Unbeknownst to his parents, he grabbed the steel barbell pole from our weight-lifting set and used it to ram as many as a dozen or more two-inch holes into the ceiling of his bedroom, fury fueling his assault on the drywall. Once he calmed down, he dropped the pole, ignored the mess, and went out to play—probably with the same brother/s who had originally generated his rage.

But Karma was coming. A day or two later, I heard a downstairs door slam and then screaming the like of which I had rarely heard from one of my children. My husband and I arrived at the bottom of the stairs simultaneously, both of us out of breath. Son #3 was standing in the hall sobbing and swatting at the air indiscriminately. “Hornets. Lots of hornets,” he blurted. I looked at my husband who glanced back at me. We could her an ominous buzzing coming from the bedroom.

Leaning against the door, my husband gingerly twisted the handle and pushed it open an inch or two. The volume of buzzing increased exponentially. Inside a swarm of angry insects battered beds, walls, and windows seeking a way out. A couple of sets of wings escaped the room before my husband managed to get the door secured again. “There must be a couple of hundred of them,” he said, staring pointedly at Son #3. “How’d they get in?”

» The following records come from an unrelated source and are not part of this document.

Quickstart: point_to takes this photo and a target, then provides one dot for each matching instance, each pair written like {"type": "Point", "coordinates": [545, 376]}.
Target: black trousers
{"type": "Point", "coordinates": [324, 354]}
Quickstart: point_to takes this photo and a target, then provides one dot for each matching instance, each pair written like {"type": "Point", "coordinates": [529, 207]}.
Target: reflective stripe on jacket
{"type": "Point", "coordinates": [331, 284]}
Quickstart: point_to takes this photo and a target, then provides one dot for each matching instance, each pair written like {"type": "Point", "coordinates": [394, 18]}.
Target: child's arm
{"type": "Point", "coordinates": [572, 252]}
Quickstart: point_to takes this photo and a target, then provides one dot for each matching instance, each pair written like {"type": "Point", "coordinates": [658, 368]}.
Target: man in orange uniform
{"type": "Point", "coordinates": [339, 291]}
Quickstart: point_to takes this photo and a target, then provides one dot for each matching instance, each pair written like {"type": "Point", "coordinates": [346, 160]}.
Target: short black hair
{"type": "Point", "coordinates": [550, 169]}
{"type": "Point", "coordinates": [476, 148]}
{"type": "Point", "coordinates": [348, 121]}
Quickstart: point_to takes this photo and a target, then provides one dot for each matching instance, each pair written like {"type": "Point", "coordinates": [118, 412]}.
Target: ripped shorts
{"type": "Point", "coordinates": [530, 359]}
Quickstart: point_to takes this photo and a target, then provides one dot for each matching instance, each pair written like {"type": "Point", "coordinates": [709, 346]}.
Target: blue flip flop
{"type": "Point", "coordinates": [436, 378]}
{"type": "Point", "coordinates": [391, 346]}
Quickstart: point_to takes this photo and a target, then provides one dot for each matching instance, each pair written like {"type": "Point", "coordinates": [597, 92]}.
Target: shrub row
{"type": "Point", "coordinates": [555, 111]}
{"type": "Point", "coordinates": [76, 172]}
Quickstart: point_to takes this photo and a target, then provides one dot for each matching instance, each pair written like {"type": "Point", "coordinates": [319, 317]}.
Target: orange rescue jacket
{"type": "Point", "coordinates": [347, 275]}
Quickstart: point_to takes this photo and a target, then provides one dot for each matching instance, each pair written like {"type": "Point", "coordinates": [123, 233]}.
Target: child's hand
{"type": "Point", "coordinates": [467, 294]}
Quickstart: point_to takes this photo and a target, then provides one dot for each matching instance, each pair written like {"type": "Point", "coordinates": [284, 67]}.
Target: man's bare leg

An inspection of the exterior brick surface on the outside wall of the house provided the answer. The insects had eaten away at the exterior masonry caulking between a couple of the bricks and squirmed into the space between the brick, dry wall, and studs. They had built a very comfortable nest which grew exponentially with every hornet attracted by the weatherproof, predator-free environment. When Son #3 had punched holes in the ceiling, the hornets rose in a swarm, answering the siren call of the sun shining through the barbells gouges. They invaded in force. Two hundred turned out to be a seriously minimal estimate.

A bomb of insect repellent made the room uninhabitable for a day or two, and the four boys who slept there had to rough it on the living room floor. Hornet carcasses littered every surface in the room. Even clothes in the closets had to be rewashed, insect wings littering the floor on the path to the laundry room. Walking across the floor produced a disturbing crunching noise. For the first time in years, not a single son went anywhere near that room with bare feet.

The whole family pitched in to vacuum and scrub and wash before the room was livable again. But Son #3 learned a valuable lesson which he still practices to this day: managing your temper effectively can save you a veritable hornets’ nest of trouble. Literally.